Gäbe es entsprechend Potenzial für die Schweizer Landwirtinnen und Landwirte? «Der Anteil der Veganer und Vegetarier ist in der Tat viel tiefer, als man aufgrund der öffentlichen Diskussion meinen könnte. Eine immer grössere Gruppe ist aber jene der Flexitarier», sagt Sandra Helfenstein, Mediensprecherin des Schweizer Bauernverbandes. Flexitarier essen mehrheitlich vegetarisch, greifen aber dennoch ab und an zu Fleisch. «Das Marktpotenzial ist also durchaus vorhanden», sagt Helfenstein.
Die grössere Herausforderung sei es, dass die Kundinnen und Kunden bei den Rohstoffen auf die Herkunft Schweiz achteten und dazu bereit seien, einen Mehrpreis zu bezahlen. Doch gerade bei stark verarbeiteten Lebensmitteln wie Fleischersatzprodukten zeigen die Erfahrungen gemäss Helfenstein, dass dort die Konsumentinnen und Konsumenten die Herkunft weniger beachten.
Helfenstein spricht die ausländische Konkurrenz an: «Das grosse Problem der Nischenkulturen ist, dass sie preislich hart am Wind mit ausländischen Importen stehen, weil es in diesem Bereich keine oder kaum Zölle gibt. Wenn man Leguminosen zur menschlichen Ernährung aus einheimischer Produktion fördern will, wäre der Grenzschutz ein sehr wirkungsvolles Mittel.»

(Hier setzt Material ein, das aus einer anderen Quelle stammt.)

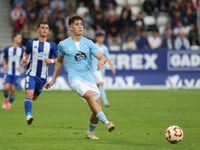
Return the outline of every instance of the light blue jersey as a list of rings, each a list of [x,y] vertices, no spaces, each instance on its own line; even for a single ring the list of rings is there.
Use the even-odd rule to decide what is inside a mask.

Der Bund plant im Rahmen des Landwirtschaftlichen Verordnungspakets 2022, künftig auch für Körnerleguminosen Einzelkulturbeiträge zu sprechen, die für die menschliche Ernährung verwendet werden. Aus Sicht des Bauernverbandes ist dies ein wichtiger Schritt, um den Anbau zu fördern. Aber nicht der einzige: «Jetzt braucht es auch einen Schritt von Seite Markt. Also die Festlegung von angemessenen Richtpreisen für die relevanten Kulturen wie Speisehafer oder Leguminosen für die menschliche Ernährung, damit der Anbau in der Schweiz endlich vorankommt.»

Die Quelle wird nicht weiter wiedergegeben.